Une nouvelle étude publiée dans Nature Communications révèle qu'une meilleure ventilation des eaux du Pacifique Nord pendant les périodes glaciaires a pu réduire les émissions de dioxyde de carbone (CO2) de l'Océan Austral. Cette découverte suggère un mécanisme interhémisphérique qui aurait joué un rôle crucial dans les cycles glaciaires-interglaciaires du CO2 atmosphérique, en modifiant la composition des eaux profondes avant qu'elles n'atteignent la surface de l'Océan Austral.

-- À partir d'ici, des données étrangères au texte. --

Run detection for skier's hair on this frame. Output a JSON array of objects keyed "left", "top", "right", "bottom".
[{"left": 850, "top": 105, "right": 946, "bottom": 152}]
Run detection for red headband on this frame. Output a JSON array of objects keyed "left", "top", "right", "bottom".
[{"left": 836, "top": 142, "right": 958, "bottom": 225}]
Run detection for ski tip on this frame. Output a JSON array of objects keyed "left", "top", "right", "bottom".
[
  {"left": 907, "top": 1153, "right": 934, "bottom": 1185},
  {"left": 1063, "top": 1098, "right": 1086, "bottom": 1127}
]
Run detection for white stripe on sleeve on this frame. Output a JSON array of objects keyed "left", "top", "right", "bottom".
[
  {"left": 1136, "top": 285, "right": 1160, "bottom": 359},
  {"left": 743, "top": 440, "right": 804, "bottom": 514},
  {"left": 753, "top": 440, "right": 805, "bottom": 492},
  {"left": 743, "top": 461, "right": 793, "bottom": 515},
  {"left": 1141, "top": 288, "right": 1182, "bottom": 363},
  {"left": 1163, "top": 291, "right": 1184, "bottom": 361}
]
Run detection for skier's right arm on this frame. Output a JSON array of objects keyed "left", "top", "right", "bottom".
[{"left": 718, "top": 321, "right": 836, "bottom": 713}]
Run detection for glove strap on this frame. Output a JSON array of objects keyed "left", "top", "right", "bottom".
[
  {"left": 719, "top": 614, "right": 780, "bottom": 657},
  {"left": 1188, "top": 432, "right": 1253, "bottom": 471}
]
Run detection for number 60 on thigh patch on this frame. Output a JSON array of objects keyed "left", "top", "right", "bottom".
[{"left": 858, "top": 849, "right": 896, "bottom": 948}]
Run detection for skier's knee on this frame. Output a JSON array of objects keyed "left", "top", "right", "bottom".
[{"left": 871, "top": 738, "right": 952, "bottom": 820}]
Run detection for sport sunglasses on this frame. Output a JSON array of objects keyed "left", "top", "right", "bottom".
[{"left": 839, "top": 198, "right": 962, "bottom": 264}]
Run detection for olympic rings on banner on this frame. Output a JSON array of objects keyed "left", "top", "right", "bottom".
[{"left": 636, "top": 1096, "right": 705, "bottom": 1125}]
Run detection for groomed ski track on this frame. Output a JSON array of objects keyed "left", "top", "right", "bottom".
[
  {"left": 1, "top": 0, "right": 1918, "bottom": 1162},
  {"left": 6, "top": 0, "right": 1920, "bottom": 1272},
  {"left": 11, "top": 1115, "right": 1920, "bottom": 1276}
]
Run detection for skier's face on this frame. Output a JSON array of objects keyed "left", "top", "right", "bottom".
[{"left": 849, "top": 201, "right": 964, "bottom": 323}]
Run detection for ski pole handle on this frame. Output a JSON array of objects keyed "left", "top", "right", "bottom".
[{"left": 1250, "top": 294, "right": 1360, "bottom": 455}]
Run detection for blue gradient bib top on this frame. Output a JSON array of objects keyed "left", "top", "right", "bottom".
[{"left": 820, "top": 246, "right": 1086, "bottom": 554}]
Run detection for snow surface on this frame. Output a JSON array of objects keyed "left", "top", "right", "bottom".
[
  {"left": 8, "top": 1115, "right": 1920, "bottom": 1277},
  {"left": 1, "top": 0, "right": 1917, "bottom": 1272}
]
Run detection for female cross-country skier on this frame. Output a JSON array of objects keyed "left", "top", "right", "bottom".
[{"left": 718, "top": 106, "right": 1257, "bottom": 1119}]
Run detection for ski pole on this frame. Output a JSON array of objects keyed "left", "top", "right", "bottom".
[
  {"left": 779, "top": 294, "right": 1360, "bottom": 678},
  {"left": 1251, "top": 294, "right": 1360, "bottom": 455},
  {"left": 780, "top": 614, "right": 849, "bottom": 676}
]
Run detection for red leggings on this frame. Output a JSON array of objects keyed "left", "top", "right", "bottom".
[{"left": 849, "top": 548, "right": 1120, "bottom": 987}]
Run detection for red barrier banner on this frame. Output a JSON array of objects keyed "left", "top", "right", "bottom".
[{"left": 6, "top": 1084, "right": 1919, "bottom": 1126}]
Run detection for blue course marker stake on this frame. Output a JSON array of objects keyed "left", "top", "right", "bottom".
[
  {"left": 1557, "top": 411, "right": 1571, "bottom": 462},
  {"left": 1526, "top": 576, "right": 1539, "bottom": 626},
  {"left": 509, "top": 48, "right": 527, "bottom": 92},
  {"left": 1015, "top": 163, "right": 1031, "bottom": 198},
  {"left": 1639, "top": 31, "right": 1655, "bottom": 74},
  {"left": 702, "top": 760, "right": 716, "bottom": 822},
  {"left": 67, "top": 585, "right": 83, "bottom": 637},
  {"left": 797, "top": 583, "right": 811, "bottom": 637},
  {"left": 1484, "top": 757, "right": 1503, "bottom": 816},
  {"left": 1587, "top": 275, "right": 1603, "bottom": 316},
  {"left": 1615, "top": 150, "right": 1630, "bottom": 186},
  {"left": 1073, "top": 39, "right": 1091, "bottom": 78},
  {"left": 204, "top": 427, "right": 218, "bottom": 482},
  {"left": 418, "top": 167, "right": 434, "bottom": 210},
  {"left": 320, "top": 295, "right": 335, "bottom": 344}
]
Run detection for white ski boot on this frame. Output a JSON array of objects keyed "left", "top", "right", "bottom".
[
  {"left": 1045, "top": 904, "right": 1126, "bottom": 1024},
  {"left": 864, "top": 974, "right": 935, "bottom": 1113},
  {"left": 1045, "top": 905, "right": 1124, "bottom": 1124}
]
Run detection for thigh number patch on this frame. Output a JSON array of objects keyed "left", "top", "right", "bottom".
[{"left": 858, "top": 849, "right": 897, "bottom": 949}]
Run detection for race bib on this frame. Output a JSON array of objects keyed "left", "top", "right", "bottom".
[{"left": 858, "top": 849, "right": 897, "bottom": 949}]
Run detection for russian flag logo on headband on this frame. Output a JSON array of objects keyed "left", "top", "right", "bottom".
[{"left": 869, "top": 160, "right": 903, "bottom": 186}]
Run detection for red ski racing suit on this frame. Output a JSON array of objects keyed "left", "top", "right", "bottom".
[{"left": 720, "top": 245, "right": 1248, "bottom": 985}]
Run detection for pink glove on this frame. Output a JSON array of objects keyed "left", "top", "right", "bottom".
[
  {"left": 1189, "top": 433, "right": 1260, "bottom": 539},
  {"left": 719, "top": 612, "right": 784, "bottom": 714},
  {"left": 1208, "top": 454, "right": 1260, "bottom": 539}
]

Traditionnellement, les théories sur la réduction du CO2 glaciaire se sont concentrées sur des processus physiques locaux, comme une diminution des remontées d'eau ou une stratification accrue. Cependant, cette recherche met en lumière l'importance de la composition chimique des eaux elles-mêmes, en particulier celles provenant du Pacifique Nord, une région éloignée mais connectée.
Points Clés
- Une ventilation accrue du Pacifique Nord glaciaire a réduit la charge en carbone et en nutriments des eaux profondes.
- Ces eaux appauvries ont ensuite atteint l'Océan Austral, diminuant son potentiel d'émissions de CO2.
- Ce mécanisme interhémisphérique offre une explication complémentaire aux baisses de CO2 atmosphérique pendant les périodes glaciaires.
- Les modèles climatiques et les données paléoproxies confirment cette connexion.
L'Océan Austral, un Carrefour Biogéochimique Crucial
L'Océan Austral est un élément central pour le cycle biogéochimique global. Il relie les différents bassins océaniques et les couches profondes et superficielles de l'océan. La biogéochimie de ses eaux de surface soutient des écosystèmes locaux dynamiques, influence la distribution mondiale des nutriments et régule les échanges de carbone entre l'océan et l'atmosphère.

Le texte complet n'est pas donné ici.